Friday, January 29, 2010

Getting Adult Involvement in Youth Ministry--Baby Steps

Many churches have the mentality that hiring a youth director/pastor/worker will solve all of their youth-related issues and they can "wipe their hands clean" of all things youth. But those in the trenches of youth ministry know that no youth program will ever be effective if it is the youth worker's one-person show. Lots of youth workers ask the question, "How do you get parents and volunteers involved?" I was just asked this same question by a fellow youth worker who was fairly new to her congregation and was facing a sense of apathy from many parents of youth. So, I laid out for her how we've made the progression from getting them to bring their kids to getting them involved and recorded my thoughts here. This is not the only way or even the best way...just the way that has worked for us.
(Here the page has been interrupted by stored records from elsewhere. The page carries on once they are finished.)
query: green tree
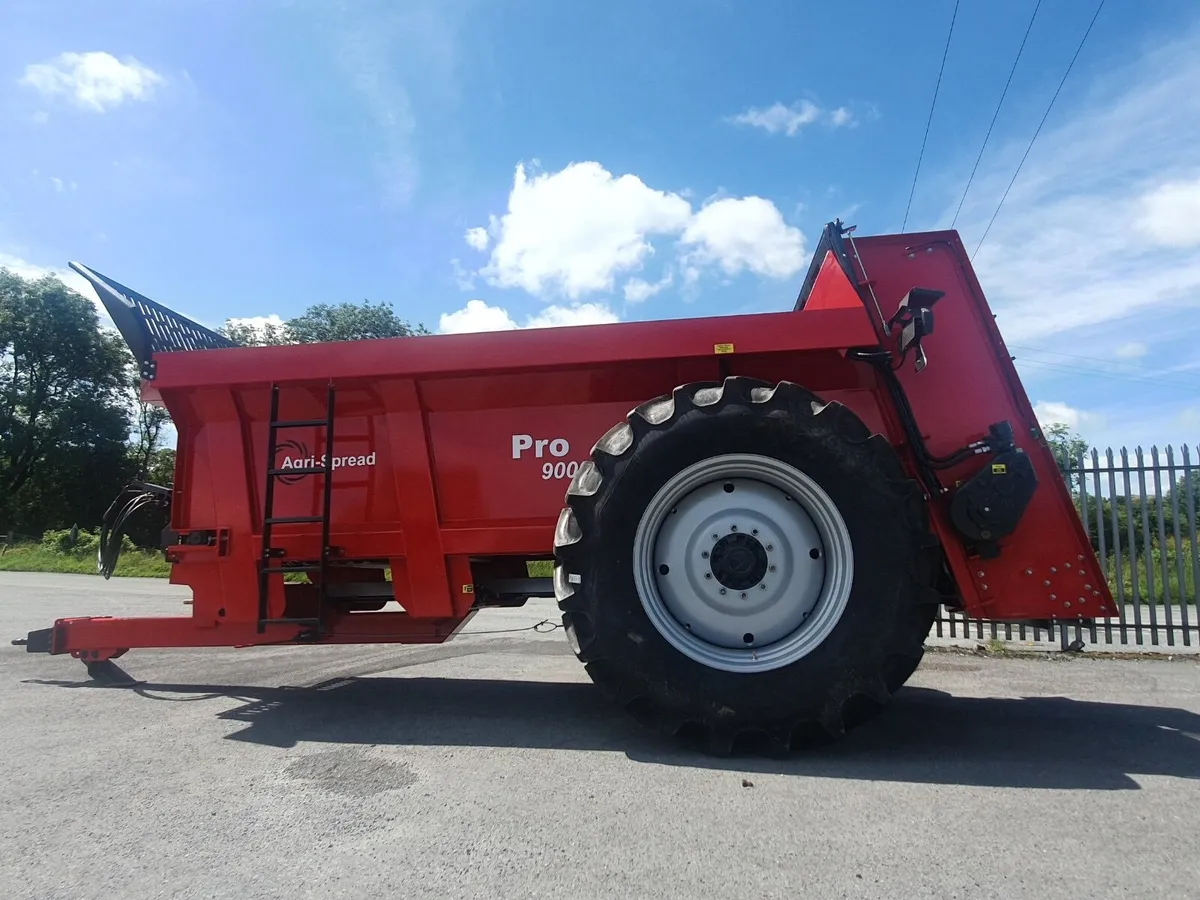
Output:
[221,300,430,347]
[0,269,133,533]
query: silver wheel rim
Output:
[634,454,854,672]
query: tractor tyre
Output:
[554,377,942,755]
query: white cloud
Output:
[625,272,672,304]
[1116,341,1150,360]
[438,300,517,335]
[829,107,858,128]
[464,228,491,253]
[940,24,1200,346]
[472,162,691,300]
[682,197,808,278]
[20,52,166,113]
[468,162,805,302]
[438,300,619,335]
[1138,178,1200,247]
[1033,400,1105,436]
[728,100,856,138]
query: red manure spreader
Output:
[14,222,1115,754]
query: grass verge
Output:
[0,544,170,578]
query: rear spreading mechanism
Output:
[14,222,1114,754]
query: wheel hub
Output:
[709,532,768,590]
[634,454,853,671]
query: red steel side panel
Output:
[842,232,1116,619]
[150,305,883,631]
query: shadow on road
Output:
[21,677,1200,791]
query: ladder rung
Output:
[271,419,329,428]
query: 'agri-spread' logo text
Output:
[275,440,376,485]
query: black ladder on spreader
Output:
[258,384,334,635]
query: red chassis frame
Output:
[21,223,1115,660]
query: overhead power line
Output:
[971,0,1104,260]
[900,0,959,233]
[950,0,1042,228]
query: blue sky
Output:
[0,0,1200,446]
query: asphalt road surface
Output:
[0,574,1200,900]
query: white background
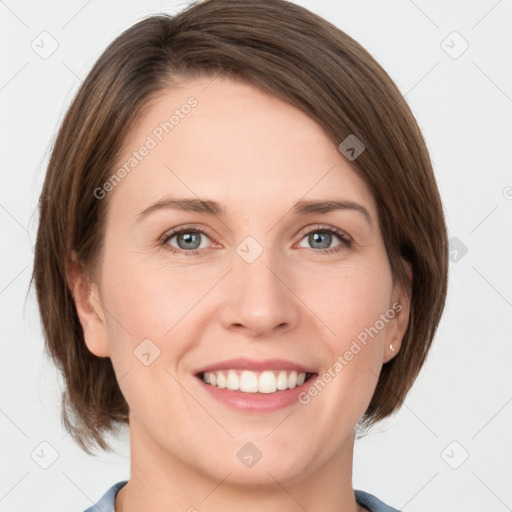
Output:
[0,0,512,512]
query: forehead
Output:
[110,78,375,215]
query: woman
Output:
[34,0,447,512]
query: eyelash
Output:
[159,224,353,256]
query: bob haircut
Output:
[32,0,448,453]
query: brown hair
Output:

1. Rely on them for planning. Almost every youth program has events throughout the year. The last thing a youth worker wants to do is plan a retreat while half the youth group is going to be at a band contest, or plan a mission trip when a large number of kids will be at cheerleading camp. Parents are an invaluable resource for simply synchronizing the calendar so that youth events are at a time that are most convenient for everyone.

2. Get their help with mundane, but necessary tasks in the youth program. Just about every church has a minimum requirement on the number of adults that should be at every youth meeting, event or trip. Also, many churches have limited transportation (only one church van, or maybe two vans and only one driver). Recruit parents to be "warm bodies" at meetings and drivers and chaperones on trips. This just gets them used to being a part of the program.

3. Move into more spiritual roles. Many youth groups are set up in a small group ministry model where kids spend time developing relationships and learning in small groups with kids their own age and gender. The next step for many volunteers will be to spend time as a small group leader. While some ministries require a lot of planning and preparation, our small group ministry will be for a short question time at the end of our Sunday night Bible study. It is my hope and goal that these small groups will begin to do some activities on their own outside of the regular youth group meetings.

What has worked for you in your ministry?